California Rep. Ed Royce joins the growing ranks of Republican lawmakers unwilling to run for office again.

The GOP is poised for a crushing defeat in November amid public outrage and rock-bottom polls.

But even before a single vote is cast in the 2018 midterm elections, House Republicans are already hemorrhaging powerful members of their caucus as retirement announcements keep coming.

Monday afternoon, California Rep. Ed Royce, chairman of the House Foreign Affairs Committee, joined that list.

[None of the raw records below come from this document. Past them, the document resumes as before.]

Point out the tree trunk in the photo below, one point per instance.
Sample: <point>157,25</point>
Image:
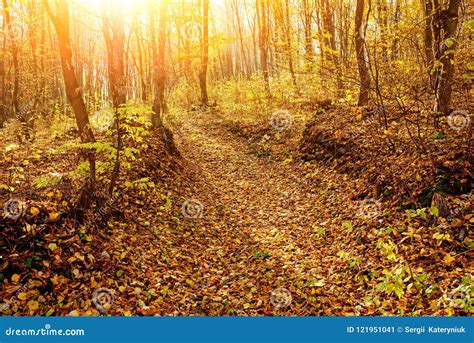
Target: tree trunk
<point>159,105</point>
<point>204,52</point>
<point>263,41</point>
<point>444,26</point>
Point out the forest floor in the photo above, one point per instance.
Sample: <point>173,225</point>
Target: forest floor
<point>224,231</point>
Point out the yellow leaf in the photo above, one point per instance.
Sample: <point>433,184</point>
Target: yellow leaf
<point>33,305</point>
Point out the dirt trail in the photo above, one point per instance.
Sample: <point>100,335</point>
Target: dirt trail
<point>260,230</point>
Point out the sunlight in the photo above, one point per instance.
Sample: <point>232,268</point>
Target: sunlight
<point>126,5</point>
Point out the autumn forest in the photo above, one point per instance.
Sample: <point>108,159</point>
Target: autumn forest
<point>236,157</point>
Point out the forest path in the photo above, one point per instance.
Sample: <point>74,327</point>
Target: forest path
<point>262,229</point>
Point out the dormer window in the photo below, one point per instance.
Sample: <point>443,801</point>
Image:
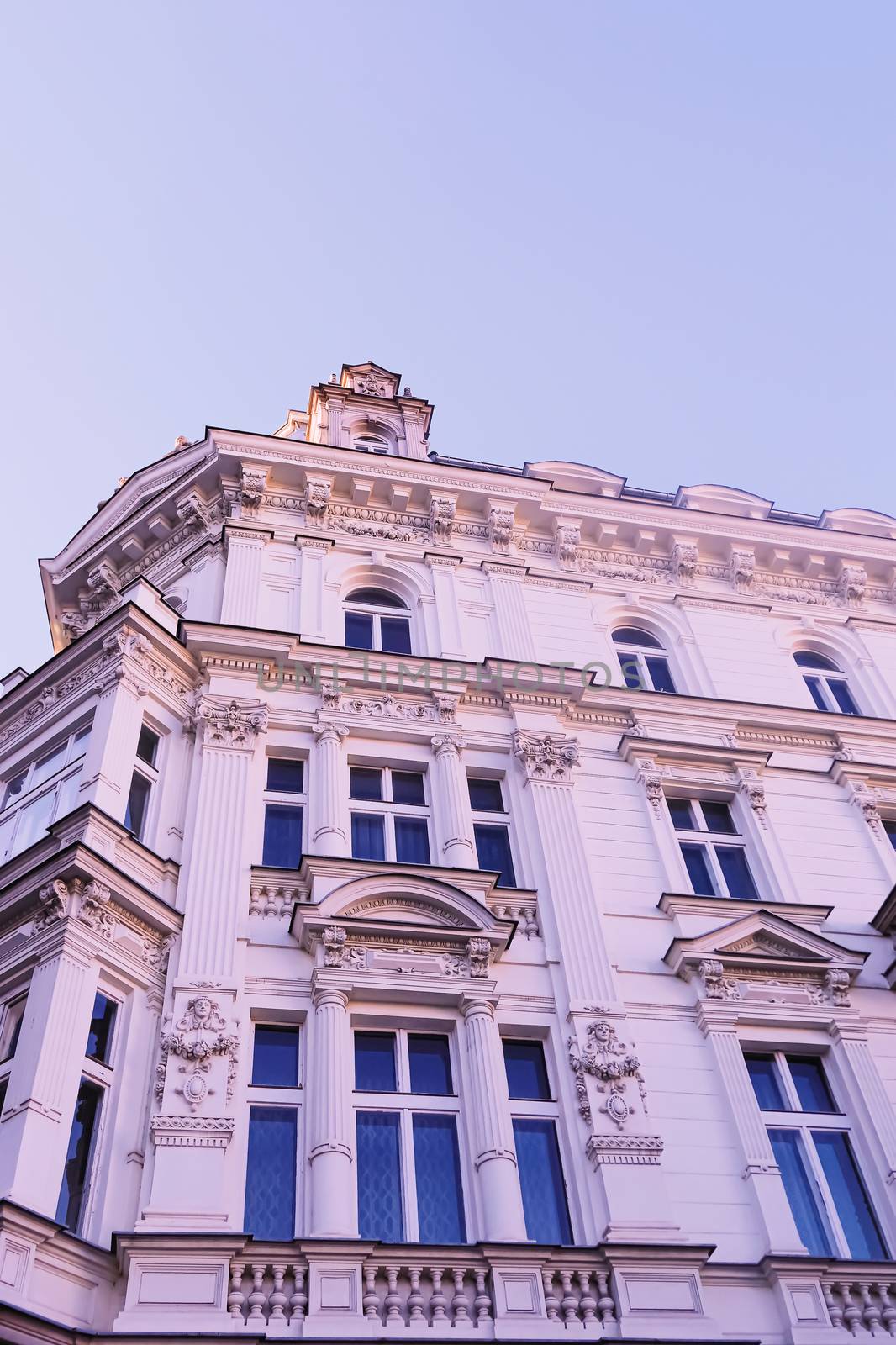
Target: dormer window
<point>377,620</point>
<point>828,686</point>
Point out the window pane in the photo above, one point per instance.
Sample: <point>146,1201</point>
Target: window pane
<point>365,783</point>
<point>697,871</point>
<point>282,837</point>
<point>76,1174</point>
<point>286,777</point>
<point>378,1145</point>
<point>367,837</point>
<point>842,696</point>
<point>493,851</point>
<point>541,1181</point>
<point>683,814</point>
<point>396,634</point>
<point>485,795</point>
<point>138,800</point>
<point>430,1064</point>
<point>739,880</point>
<point>440,1204</point>
<point>849,1196</point>
<point>810,1083</point>
<point>763,1076</point>
<point>801,1192</point>
<point>101,1026</point>
<point>717,818</point>
<point>660,674</point>
<point>275,1056</point>
<point>147,746</point>
<point>271,1174</point>
<point>526,1069</point>
<point>358,631</point>
<point>408,787</point>
<point>376,1062</point>
<point>412,841</point>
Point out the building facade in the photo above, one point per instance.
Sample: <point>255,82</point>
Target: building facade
<point>440,899</point>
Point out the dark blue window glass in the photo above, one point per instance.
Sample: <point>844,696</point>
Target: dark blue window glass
<point>412,841</point>
<point>440,1204</point>
<point>430,1064</point>
<point>810,1083</point>
<point>396,634</point>
<point>275,1056</point>
<point>271,1174</point>
<point>282,837</point>
<point>739,880</point>
<point>367,837</point>
<point>849,1195</point>
<point>286,777</point>
<point>485,795</point>
<point>376,1062</point>
<point>378,1145</point>
<point>408,787</point>
<point>493,851</point>
<point>799,1189</point>
<point>697,869</point>
<point>103,1021</point>
<point>358,631</point>
<point>763,1076</point>
<point>526,1069</point>
<point>541,1181</point>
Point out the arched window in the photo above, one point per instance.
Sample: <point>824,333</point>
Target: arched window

“In this final year of my Foreign Affairs Committee chairmanship, I want to focus fully on the urgent threats facing our nation,” Royce wrote in his announcement, referencing North Korea, Iran, and Russia. “With this in mind … I have decided not to seek reelection in November.”

Royce marks the seventh GOP House committee chair to retire or resign this cycle, after Jason Chaffetz, Jeb Hensarling, Lamar Smith, Bob Goodlatte, Bill Shuster, and Gregg Harper.

The decision to leave was a timely one, as polls found Royce — who faces outrage in his Orange County district after boastfully voting for the GOP tax scam — is losing to a generic Democrat.

California Republicans are in a unique kind of trouble. Thanks to a quirk of the state’s nonpartisan primary system, Republicans are unlikely to qualify a candidate for Senate or governor at all, and thus both races could be between two Democrats.

If that happens, many Republican voters could simply not turn up. This would have a substantial impact in Orange County — which had voted Republican in every presidential election since 1936 but flipped for Clinton in 2016 — and where, in Royce’s district, Republicans will no longer have an incumbency advantage.

Should Democrats successfully retake the House in the fall, even districts with powerful committee chairs are no longer safe. Republicans like Royce see the writing on the wall — and they want out.